By 2022, more fake information than real information would be processed by most people in developed nations also (Gartner, 2018). This will create imbalance in data in online media ecosystem making people exposed to more of Fake News then Real News.

In recent years, there has been significant contribution in the fake news detection area. Major contributions in this field focus on the detection methodology i.e. feature engineering, model construction and so on. However, one area is yet to be explored in the perspective of fake news i.e. nature of the data at disposal for classification. A severe class disparity among these groups causes one of the major problems faced by current machine learning models used for fake news detection. Therefore, most models struggle to distinguish instances that fall into minority groups correctly. The detection of fake news is difficult because of the infinite magnitude and imbalance nature of news data information. The class imbalance problem in data mining is the biggest problem. The problem of imbalance exists where one of the two groups has more samples than other classes. The algorithm mostly focuses more on classifying major samples while ignoring minority samples or misclassifying them. Minority samples are those that occur occasionally, but are very important. There are various ways to deal with imbalance. In this paper we present evaluation of data oriented methods for imbalance handling i.e. over sampling and under sampling. The goal is to recognize the shortcomings of current approaches to class imbalance; more precisely, the techniques of machine learning.

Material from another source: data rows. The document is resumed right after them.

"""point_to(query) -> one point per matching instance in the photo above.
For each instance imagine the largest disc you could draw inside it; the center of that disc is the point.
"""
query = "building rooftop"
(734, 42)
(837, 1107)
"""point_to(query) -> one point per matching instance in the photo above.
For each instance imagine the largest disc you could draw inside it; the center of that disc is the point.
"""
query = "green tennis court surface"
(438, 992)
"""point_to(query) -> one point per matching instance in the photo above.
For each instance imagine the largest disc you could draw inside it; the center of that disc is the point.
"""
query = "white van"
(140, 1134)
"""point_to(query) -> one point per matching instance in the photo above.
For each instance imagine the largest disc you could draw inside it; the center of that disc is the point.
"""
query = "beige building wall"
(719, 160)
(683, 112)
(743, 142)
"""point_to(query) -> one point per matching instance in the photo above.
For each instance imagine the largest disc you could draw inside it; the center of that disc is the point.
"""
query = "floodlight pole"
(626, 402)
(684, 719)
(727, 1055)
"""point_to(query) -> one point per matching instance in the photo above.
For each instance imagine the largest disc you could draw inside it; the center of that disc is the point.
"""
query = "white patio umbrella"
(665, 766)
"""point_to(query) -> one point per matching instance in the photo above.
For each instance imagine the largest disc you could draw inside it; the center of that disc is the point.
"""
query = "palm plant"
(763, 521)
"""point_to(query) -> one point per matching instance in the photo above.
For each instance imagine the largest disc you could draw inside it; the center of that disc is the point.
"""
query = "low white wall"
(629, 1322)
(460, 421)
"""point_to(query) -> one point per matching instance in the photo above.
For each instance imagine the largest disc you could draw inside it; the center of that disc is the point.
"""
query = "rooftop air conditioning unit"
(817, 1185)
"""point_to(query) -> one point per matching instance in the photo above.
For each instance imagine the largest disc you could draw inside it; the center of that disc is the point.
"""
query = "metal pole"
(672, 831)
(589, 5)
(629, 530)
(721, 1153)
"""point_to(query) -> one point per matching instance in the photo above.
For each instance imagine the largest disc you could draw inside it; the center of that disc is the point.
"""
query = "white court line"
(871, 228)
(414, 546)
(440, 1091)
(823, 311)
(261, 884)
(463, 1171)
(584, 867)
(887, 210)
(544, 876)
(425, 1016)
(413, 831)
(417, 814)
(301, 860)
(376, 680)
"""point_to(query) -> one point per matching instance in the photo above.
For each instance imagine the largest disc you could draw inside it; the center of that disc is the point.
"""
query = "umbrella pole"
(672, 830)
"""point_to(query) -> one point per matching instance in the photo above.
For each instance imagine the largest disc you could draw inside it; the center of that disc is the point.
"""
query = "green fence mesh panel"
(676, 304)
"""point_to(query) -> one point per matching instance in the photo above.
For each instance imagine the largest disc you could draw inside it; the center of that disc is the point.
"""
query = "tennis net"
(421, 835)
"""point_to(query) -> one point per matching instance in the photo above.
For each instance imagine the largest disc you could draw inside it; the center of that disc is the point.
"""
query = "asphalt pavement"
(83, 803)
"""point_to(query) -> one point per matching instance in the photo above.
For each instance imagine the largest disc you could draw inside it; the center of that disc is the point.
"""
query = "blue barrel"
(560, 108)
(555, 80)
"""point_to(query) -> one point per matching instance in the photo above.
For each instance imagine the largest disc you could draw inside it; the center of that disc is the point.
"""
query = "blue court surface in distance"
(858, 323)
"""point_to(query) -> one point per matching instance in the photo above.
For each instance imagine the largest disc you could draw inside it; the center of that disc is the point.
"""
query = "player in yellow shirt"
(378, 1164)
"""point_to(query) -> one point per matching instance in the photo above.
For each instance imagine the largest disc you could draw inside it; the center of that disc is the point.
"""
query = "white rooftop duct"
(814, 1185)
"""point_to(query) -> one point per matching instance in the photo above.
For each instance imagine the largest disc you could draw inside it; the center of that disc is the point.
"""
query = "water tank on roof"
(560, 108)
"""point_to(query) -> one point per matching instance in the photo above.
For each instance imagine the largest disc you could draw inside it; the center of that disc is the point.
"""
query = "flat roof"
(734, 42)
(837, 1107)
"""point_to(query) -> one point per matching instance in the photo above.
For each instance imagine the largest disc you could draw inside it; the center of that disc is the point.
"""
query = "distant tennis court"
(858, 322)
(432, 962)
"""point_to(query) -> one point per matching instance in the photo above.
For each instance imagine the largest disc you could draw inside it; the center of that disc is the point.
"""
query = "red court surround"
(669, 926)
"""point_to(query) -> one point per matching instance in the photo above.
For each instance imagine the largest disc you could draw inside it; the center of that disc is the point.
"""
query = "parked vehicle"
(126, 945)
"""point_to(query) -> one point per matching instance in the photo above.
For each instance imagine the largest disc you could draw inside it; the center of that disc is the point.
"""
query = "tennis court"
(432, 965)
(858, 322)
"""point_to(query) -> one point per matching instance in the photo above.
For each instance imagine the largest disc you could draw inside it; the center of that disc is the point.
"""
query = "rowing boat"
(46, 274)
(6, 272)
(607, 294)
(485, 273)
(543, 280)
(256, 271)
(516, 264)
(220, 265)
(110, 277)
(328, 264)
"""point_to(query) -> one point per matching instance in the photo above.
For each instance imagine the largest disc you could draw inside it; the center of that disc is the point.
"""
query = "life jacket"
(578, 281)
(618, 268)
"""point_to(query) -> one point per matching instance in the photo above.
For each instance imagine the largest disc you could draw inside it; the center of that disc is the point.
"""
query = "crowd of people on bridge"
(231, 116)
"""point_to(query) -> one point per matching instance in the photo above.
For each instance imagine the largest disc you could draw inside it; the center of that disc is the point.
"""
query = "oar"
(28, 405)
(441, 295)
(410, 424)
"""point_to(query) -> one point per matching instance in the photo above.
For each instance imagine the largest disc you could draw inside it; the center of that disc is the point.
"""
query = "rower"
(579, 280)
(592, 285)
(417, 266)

Many contributions have been dedicated to the issue of classification of imbalance data. In an extensive bulk of literature (Zhi-Hua Zhou & Xu-Ying Liu, 2006; Kaur & Gosain, 2018; Wasikowski & Chen, 2010), many solutions have been proposed that are based on machine learning and data mining algorithms. Class imbalance, however, has remained an unresolved problem (Richhariya & K Singh, 2014; Shuo Wang & Xin Yao, 2012).

In this research, comparative analysis of performance of classifier for imbalance data using is made. Focus is more specifically on data oriented methods with various machine learning algorithms. A research on state-of-the-art technologies currently used in applications was conducted to resolve the issue of imbalance classification. The area for imbalance data chosen here for experimentation is Fake News. Contribution of the work in this book chapter are highlighted in the next section.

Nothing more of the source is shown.